Cela souligne, nous semble-t-il, le manque d’informations des enseignants sur l’importance de la valorisation de la langue maternelle et de l’acquisition d’une langue étrangère. Car, selon de nombreux chercheurs, (Cummins, cité par Abdelilah-Bauer, 2010: 81) l’interruption prématurée de la langue maternelle peut avoir des répercussions sur le développement cognitif de l’enfant, c’est elle qui permet la construction identitaire de l’enfant. Autrement dit, si des parents décident d’arrêter l’utilisation de la langue maternelle avec leur enfant, par souci de lui faciliter l’apprentissage du français, ils risquent d’entraver justement la progression du français. (Abdelilah-Baeur, 2008:136). (Hélot: 2013). Sur le plan psychologique et affectif, l’abandon précoce de la première langue par des parents maitrisant mal le français induit des difficultés d’exercer l’autorité parentale et empêche la transmission des valeurs culturelles et de l’histoire de la famille et nuit à la construction identitaire. Car la langue première est celle qui permet la construction identitaire de l’enfant. «N’appartenir à personne à aucun groupe, c’est se condamner à ne devenir personne….» (B.Cyrulnick, 1995, cité par cité par Abdelilah- Bauer, 2010: 82). Pour se construire on a besoin de repères identitaires, de codes culturels. C’est là que la langue maternelle, celle du groupe, du pays dont-on est issu prend toute son importance. La philosophe Barbara Cassin dit à juste titre qu’il « faut parler plus d’une langue pour savoir qu’on en parle une (Cité par Cassin, 2013:14). Sans le vis-à vis d’une autre langue, on ne parle pas une langue: on parle, c’est tout ».

La reconnaissance des langues des parents constitue un facteur essentiel pour l’équilibre de l’enfant.
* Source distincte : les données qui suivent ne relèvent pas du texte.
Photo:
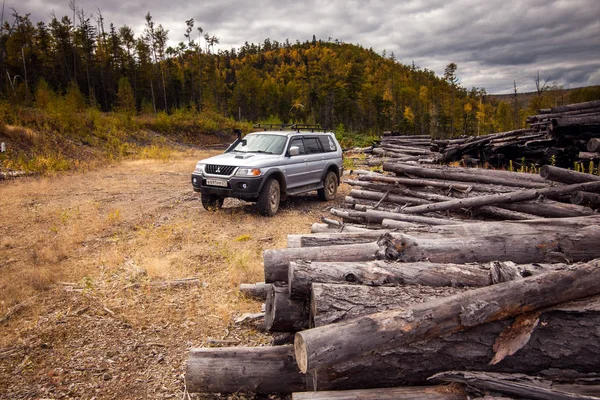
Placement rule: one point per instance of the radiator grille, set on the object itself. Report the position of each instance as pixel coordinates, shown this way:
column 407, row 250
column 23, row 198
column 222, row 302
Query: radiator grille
column 219, row 169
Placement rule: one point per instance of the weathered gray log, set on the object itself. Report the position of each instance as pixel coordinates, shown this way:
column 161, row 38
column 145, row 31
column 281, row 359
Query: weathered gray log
column 521, row 195
column 504, row 178
column 257, row 290
column 334, row 239
column 325, row 228
column 513, row 384
column 404, row 393
column 523, row 210
column 276, row 261
column 593, row 144
column 519, row 247
column 283, row 314
column 585, row 155
column 566, row 176
column 319, row 347
column 243, row 369
column 378, row 216
column 586, row 198
column 555, row 342
column 382, row 273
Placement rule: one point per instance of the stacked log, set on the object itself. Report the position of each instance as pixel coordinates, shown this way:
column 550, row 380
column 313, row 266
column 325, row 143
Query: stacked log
column 399, row 317
column 561, row 135
column 434, row 195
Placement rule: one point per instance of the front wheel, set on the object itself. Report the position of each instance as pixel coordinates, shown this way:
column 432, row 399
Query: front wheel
column 268, row 199
column 211, row 202
column 330, row 185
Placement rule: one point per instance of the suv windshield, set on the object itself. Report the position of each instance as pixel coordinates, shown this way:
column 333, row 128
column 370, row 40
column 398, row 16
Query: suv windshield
column 257, row 143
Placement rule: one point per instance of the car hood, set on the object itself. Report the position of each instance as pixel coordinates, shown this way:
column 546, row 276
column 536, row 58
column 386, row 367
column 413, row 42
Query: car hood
column 244, row 159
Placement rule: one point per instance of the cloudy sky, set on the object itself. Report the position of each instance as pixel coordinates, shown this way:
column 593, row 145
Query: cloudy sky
column 493, row 42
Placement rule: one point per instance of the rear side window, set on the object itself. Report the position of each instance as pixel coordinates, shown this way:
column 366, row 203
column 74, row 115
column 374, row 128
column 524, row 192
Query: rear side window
column 327, row 143
column 312, row 145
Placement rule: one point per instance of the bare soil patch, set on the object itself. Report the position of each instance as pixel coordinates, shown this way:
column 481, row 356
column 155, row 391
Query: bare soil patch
column 82, row 257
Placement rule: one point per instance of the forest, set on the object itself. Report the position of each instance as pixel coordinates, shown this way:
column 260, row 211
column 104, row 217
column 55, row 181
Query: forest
column 343, row 87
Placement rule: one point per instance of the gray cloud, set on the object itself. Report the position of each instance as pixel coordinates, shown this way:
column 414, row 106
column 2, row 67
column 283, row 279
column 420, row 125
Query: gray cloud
column 493, row 42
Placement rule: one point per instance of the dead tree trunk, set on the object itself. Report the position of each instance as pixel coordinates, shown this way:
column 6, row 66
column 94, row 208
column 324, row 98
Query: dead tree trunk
column 243, row 369
column 512, row 197
column 517, row 247
column 283, row 314
column 512, row 384
column 379, row 273
column 276, row 261
column 566, row 176
column 335, row 343
column 405, row 393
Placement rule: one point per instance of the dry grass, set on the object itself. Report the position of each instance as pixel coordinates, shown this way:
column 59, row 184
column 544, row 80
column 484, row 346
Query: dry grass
column 113, row 233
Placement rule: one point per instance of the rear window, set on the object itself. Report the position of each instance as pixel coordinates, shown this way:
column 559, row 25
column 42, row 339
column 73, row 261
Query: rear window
column 327, row 143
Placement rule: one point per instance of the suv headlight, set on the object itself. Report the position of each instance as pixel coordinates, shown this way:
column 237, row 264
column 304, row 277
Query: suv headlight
column 199, row 168
column 248, row 172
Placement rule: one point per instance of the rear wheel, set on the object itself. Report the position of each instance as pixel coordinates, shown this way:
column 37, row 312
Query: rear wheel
column 211, row 202
column 269, row 197
column 330, row 185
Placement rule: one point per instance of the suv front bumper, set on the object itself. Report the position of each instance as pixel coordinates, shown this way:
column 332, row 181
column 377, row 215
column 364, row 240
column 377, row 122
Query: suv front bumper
column 244, row 188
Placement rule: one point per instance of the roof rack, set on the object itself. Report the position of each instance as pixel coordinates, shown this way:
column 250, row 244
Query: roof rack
column 291, row 127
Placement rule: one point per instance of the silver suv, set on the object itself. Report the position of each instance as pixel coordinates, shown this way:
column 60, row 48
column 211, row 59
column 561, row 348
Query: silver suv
column 267, row 166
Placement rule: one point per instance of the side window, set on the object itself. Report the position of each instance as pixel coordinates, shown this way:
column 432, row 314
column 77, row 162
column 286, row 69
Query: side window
column 328, row 143
column 298, row 142
column 312, row 145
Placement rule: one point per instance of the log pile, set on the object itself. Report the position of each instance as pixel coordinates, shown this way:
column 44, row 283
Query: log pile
column 384, row 308
column 434, row 195
column 560, row 136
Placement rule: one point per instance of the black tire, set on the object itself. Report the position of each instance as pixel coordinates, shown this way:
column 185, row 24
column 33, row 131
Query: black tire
column 269, row 197
column 211, row 202
column 330, row 185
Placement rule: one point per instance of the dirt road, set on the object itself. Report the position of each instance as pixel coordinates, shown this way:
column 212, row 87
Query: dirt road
column 83, row 257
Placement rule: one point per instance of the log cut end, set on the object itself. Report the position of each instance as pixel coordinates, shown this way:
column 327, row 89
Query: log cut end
column 300, row 353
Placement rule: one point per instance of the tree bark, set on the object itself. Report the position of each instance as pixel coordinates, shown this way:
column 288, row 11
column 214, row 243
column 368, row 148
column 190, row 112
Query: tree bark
column 513, row 197
column 593, row 145
column 381, row 273
column 566, row 176
column 559, row 339
column 257, row 290
column 405, row 393
column 331, row 344
column 513, row 384
column 283, row 314
column 276, row 261
column 243, row 369
column 476, row 175
column 586, row 198
column 518, row 247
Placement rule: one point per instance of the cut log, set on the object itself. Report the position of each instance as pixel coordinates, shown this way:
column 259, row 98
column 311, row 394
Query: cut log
column 517, row 247
column 521, row 195
column 243, row 369
column 566, row 176
column 405, row 393
column 513, row 384
column 470, row 175
column 585, row 198
column 381, row 273
column 276, row 261
column 257, row 290
column 378, row 216
column 334, row 239
column 283, row 314
column 593, row 145
column 556, row 345
column 331, row 344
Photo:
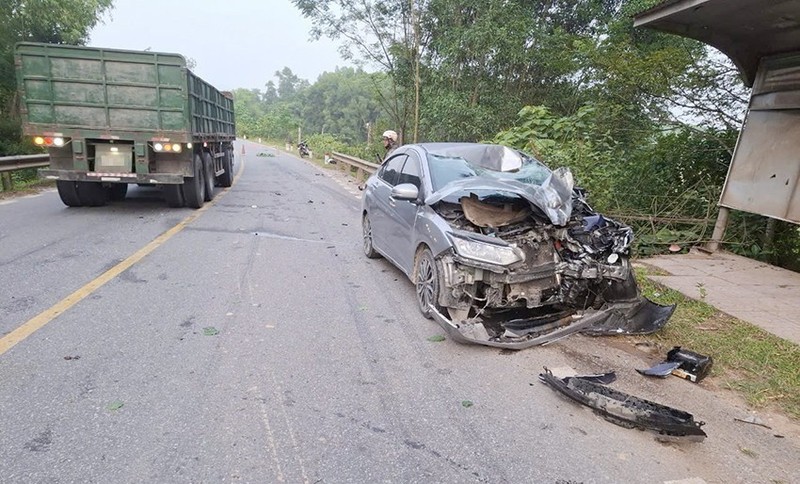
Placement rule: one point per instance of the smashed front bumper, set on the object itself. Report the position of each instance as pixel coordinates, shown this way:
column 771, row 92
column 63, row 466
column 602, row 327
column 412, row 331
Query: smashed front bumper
column 641, row 317
column 627, row 410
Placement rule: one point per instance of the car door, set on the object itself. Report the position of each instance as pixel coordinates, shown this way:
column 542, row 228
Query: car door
column 403, row 216
column 380, row 192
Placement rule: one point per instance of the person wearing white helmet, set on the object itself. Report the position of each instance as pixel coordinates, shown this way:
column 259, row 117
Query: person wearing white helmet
column 389, row 142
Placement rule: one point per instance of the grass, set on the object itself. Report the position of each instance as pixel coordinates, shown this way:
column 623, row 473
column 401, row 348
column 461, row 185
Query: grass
column 762, row 367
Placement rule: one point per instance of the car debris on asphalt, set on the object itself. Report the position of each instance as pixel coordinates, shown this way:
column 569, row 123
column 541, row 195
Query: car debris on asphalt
column 682, row 363
column 629, row 411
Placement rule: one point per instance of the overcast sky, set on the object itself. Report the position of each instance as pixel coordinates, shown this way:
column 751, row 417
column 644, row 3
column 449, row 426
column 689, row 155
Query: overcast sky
column 236, row 43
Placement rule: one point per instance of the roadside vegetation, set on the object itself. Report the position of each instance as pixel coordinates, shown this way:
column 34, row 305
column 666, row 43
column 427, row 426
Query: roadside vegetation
column 761, row 367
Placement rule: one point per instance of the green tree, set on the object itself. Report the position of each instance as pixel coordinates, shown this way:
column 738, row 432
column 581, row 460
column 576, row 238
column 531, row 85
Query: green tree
column 381, row 33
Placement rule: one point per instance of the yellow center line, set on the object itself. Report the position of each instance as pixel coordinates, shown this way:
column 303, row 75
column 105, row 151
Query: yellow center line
column 39, row 321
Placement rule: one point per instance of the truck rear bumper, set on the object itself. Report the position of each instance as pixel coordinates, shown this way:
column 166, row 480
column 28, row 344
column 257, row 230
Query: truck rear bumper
column 149, row 178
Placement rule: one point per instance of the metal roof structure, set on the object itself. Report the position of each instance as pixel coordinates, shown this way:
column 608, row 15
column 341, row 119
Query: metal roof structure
column 744, row 30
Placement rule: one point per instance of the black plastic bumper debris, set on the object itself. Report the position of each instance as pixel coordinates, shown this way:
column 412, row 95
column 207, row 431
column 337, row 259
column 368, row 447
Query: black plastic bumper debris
column 627, row 410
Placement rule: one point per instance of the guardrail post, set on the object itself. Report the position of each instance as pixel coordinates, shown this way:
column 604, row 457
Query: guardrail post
column 7, row 182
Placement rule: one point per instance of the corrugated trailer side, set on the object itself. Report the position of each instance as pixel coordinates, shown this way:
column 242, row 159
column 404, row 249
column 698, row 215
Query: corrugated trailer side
column 113, row 117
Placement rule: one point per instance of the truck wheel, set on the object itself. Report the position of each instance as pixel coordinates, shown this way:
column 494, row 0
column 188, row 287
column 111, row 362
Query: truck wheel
column 92, row 194
column 194, row 188
column 117, row 192
column 226, row 179
column 68, row 191
column 173, row 194
column 208, row 163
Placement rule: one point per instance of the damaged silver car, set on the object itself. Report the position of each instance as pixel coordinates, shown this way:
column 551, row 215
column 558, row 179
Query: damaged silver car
column 502, row 250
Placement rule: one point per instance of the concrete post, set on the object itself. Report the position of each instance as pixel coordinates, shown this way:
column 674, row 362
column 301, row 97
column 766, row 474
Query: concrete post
column 6, row 179
column 719, row 229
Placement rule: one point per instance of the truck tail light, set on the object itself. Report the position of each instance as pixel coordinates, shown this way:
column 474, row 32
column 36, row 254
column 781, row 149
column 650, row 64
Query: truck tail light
column 49, row 141
column 174, row 147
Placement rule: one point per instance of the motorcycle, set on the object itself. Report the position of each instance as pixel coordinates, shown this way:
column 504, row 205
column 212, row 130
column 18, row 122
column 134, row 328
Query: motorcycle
column 302, row 148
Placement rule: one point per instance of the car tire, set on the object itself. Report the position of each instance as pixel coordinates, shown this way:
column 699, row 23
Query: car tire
column 366, row 230
column 427, row 282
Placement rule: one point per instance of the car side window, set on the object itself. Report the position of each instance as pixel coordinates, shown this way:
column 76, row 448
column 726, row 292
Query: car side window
column 390, row 171
column 411, row 172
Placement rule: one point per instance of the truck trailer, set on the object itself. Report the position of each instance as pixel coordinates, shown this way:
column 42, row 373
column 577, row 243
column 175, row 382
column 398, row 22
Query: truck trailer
column 110, row 118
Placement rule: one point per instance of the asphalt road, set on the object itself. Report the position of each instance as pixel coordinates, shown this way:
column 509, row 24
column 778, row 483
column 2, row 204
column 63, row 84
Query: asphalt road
column 258, row 344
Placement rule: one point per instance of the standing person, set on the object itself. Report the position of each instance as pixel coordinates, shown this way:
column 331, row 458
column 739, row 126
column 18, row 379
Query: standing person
column 389, row 142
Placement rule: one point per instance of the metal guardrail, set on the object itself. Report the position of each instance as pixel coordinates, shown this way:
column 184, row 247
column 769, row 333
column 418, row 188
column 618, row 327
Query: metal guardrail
column 362, row 167
column 13, row 163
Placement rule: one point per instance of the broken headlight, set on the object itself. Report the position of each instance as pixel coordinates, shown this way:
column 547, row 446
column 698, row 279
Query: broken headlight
column 490, row 253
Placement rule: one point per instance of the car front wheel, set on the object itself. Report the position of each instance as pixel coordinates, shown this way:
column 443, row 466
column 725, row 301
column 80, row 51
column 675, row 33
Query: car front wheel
column 428, row 282
column 369, row 249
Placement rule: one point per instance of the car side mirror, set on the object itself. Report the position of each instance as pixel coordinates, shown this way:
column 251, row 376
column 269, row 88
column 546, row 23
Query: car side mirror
column 405, row 191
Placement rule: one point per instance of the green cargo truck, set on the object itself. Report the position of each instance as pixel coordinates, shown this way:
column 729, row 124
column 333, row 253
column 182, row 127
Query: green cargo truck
column 110, row 118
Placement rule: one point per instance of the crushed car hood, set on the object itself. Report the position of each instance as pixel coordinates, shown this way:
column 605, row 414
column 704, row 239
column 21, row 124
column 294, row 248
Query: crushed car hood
column 553, row 197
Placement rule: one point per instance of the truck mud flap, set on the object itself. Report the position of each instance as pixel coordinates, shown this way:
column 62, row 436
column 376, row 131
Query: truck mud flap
column 627, row 410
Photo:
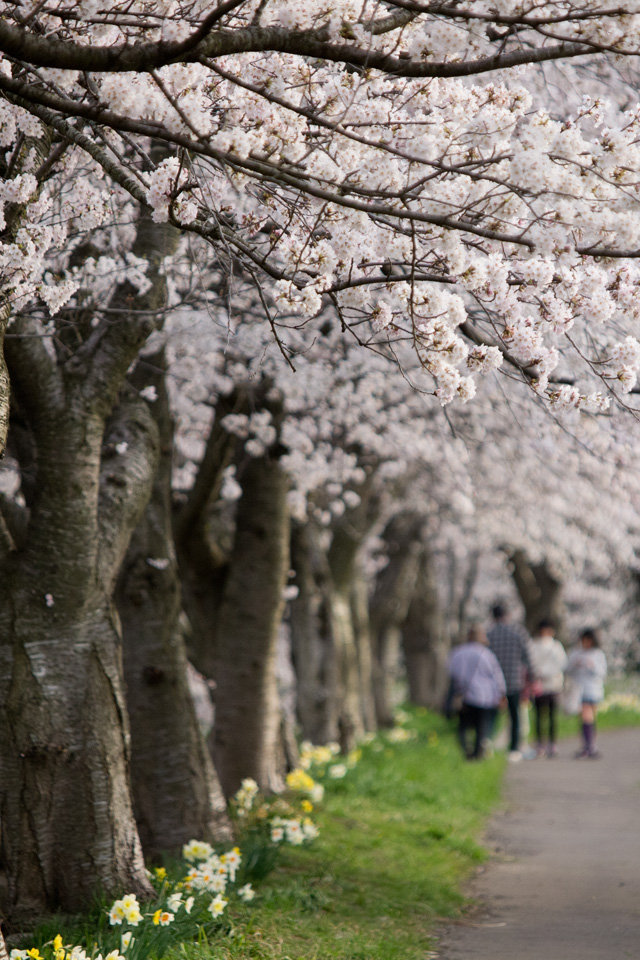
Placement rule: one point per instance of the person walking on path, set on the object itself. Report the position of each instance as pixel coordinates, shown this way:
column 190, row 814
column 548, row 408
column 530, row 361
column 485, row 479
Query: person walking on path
column 588, row 668
column 548, row 663
column 476, row 677
column 509, row 641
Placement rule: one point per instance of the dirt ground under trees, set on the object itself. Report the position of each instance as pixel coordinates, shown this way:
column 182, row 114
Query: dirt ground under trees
column 564, row 878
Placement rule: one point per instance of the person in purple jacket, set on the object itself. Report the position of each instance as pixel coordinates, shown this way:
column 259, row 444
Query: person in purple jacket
column 476, row 677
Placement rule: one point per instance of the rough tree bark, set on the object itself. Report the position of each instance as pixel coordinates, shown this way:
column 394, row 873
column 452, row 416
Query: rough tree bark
column 540, row 589
column 312, row 642
column 176, row 792
column 362, row 635
column 65, row 807
column 203, row 539
column 246, row 735
column 394, row 588
column 425, row 640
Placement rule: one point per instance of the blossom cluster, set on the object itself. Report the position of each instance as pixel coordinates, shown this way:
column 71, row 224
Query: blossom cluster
column 279, row 819
column 412, row 201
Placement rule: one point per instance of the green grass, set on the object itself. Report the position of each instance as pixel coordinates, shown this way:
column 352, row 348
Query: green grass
column 398, row 836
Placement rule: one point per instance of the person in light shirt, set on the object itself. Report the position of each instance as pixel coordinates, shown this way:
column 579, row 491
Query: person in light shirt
column 476, row 677
column 588, row 667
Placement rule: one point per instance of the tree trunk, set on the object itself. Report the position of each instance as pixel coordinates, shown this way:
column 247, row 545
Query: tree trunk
column 176, row 792
column 425, row 641
column 68, row 826
column 343, row 553
column 362, row 634
column 395, row 586
column 312, row 643
column 540, row 590
column 246, row 735
column 67, row 820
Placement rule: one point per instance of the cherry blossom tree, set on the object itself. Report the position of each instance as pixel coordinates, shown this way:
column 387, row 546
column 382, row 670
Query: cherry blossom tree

De ce fait, pour éviter ce genre de situation il faut créer des liens entre le bi- plurilinguisme développé à l’école et le bi-plurilinguisme développé en famille et construire un continuum éducatif, en prenant en compte les différences du capital linguistique et culturel de la famille et celui de l’école, afin de rapprocher ces deux modes de sociabilisation de l’élève. (Hélot, 2012:6).